Goth Chick News: Pride, Prejudice, Zombies and Seth Grahame-Smith
As you probably know by now, the author-side of Seth Grahame-Smith is fond of taking classic tales and turning them into horror stories. And if you’ve ever read one of those stories you might be of the mind that he’s a better screen writer / producer than he is an author.
Or at least I am.
Case in point: Abraham Lincoln: Vampire Hunter was one of those books I couldn’t get my hands on fast enough back in 2010, having been previously gifted with a copy of SGS’s book How to Survive a Horror Movie (which to this day never fails to make me chuckle). But in spite of the fact it debuted at number four on the NYT’s Best Seller List, Abraham Lincoln: Vampire Hunter felt a little like SGS had conscripted a public-domained biography of Abraham Lincoln and stuck in some paragraphs here and there about vampires.

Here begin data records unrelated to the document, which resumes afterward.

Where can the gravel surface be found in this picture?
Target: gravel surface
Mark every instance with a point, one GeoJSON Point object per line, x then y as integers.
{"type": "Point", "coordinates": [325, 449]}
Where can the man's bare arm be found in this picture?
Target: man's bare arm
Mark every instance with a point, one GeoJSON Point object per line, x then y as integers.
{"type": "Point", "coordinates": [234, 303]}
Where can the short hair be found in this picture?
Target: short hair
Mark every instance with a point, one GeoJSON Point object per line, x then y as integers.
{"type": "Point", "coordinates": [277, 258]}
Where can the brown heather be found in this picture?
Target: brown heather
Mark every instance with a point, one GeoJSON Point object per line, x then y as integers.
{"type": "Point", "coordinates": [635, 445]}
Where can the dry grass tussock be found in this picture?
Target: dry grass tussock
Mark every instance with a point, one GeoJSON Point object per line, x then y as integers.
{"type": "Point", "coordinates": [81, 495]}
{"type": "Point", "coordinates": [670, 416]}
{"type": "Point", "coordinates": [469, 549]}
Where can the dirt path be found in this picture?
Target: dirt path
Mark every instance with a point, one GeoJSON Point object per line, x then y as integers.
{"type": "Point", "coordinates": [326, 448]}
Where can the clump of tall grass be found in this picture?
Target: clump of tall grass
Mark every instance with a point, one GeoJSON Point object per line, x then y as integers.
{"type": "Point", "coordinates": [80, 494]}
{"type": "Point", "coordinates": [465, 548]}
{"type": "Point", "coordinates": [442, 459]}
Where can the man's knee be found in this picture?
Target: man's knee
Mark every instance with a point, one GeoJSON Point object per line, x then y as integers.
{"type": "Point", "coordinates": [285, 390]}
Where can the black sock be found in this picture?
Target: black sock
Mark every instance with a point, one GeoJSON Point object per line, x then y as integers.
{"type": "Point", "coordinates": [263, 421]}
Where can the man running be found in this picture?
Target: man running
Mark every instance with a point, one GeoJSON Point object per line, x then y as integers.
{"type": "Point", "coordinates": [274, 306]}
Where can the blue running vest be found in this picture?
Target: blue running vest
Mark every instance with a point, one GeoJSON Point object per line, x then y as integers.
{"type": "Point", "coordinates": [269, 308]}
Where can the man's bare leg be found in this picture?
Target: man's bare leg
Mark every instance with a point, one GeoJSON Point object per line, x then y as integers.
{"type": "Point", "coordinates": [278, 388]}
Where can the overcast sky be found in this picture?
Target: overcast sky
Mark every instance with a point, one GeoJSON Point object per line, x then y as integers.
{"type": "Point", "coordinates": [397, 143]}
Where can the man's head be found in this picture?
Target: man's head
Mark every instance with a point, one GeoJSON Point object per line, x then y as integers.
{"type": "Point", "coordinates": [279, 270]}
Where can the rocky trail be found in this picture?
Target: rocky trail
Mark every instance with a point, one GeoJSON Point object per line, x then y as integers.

No – it actually felt a lot like that.
Which is primarily why I never backtracked and read SGS’s previous foray into this reworked genre, Pride and Prejudice and Zombies.
Published in 2009, the idea for the novel came from SGS’s editor at Quirk Books. Using Jane Austen’s classic novel Pride and Prejudice as a platform, it was suggested that SGS mix a zombie plot into the novel; which is precisely what he did, comparing the entire creative process to doing “microsurgery” on Austen’s original text.